Vendors salivate at penguin-led party

Big announcements and large attendance signalled to the world that Linux may have come of age at the fourth LinuxWorld Conference & Expo recently.

The show, which saw 200 vendors and 20,000 visitors, featured high-profile announcements from big systems stalwarts IBM, Hewlett-Packard, Dell Computer and Sun Microsystems, and start-ups, such as Linux NetworX, all bent on making the Linux operating system as bulletproof as possible for the enterprise customer.

A little more than two years ago, Linux existed mainly as a research project, but according to market researchers at IDC, Linux was the second-most popular server operating system last year, behind Windows NT, taking almost one-quarter of the market with 1.3 million distributions shipped.

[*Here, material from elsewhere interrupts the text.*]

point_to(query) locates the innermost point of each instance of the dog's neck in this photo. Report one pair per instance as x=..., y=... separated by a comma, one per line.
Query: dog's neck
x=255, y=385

"Linux is starting to evolve as a complete system," says Bill Gleason, a systems manager who uses Linux for Rampt.com, a Los Angeles search engine company. Gleason says he was at the show looking specifically for Linux clustering products. "It's nice to see the big [technology vendors] getting involved more with its development," he adds, citing recent Linux strategies announced by Dell, Intel, IBM and Compaq.

"The more those guys get into [Linux], adding their own proprietary clustering software to the operating system", the more stable it will become, he says.

Hewlett-Packard displayed a version of its MC/ServiceGuard product for Linux at the show. Previously available for HP's Unix servers, MC/ServiceGuard can proactively monitor the operating system and hardware health of individual nodes in a Linux cluster. It can also be configured to trigger alerts to management staff before server crashes occur.

Linux NetworX announced what it claims is one of the first vertically mounted cluster of Linux servers. The Evolocity product mounts up to 25 Intel or Alpha-based Linux nodes together, improving airflow around the individual nodes and letting them run up to 10 degrees cooler, the company claims. The cluster is managed by the company's ClusterWorX software, which orchestrates the cluster nodes to act as a single server image on a network and includes failover support.

IBM announced a Linux cluster hardware and software package for high-availability Linux systems. IBM's Solution Series for Linux Clusters includes Netfinity servers running IBM's Linux Utility for Clusters, software that controls multiple servers as one logical node. The cluster package includes high-speed server interfaces from Myricom and Ethernet switches from Extreme Networks for connecting the cluster to a LAN. The package scales up to 64 nodes and supports Caldera, Red Hat, SuSE and TurboLinux distributions. The IBM clusters are available now and start at $115,000.

Also making Linux clustering announcements were Silicon Graphics, which announced its Iris FailSave failover clustering software for Linux; Mission Critical Linux, which debuted its Convolo Cluster, a two-node failover product for Linux on the IA64; and SuSE, which introduced SuSE Linux Professional Edition 7.0.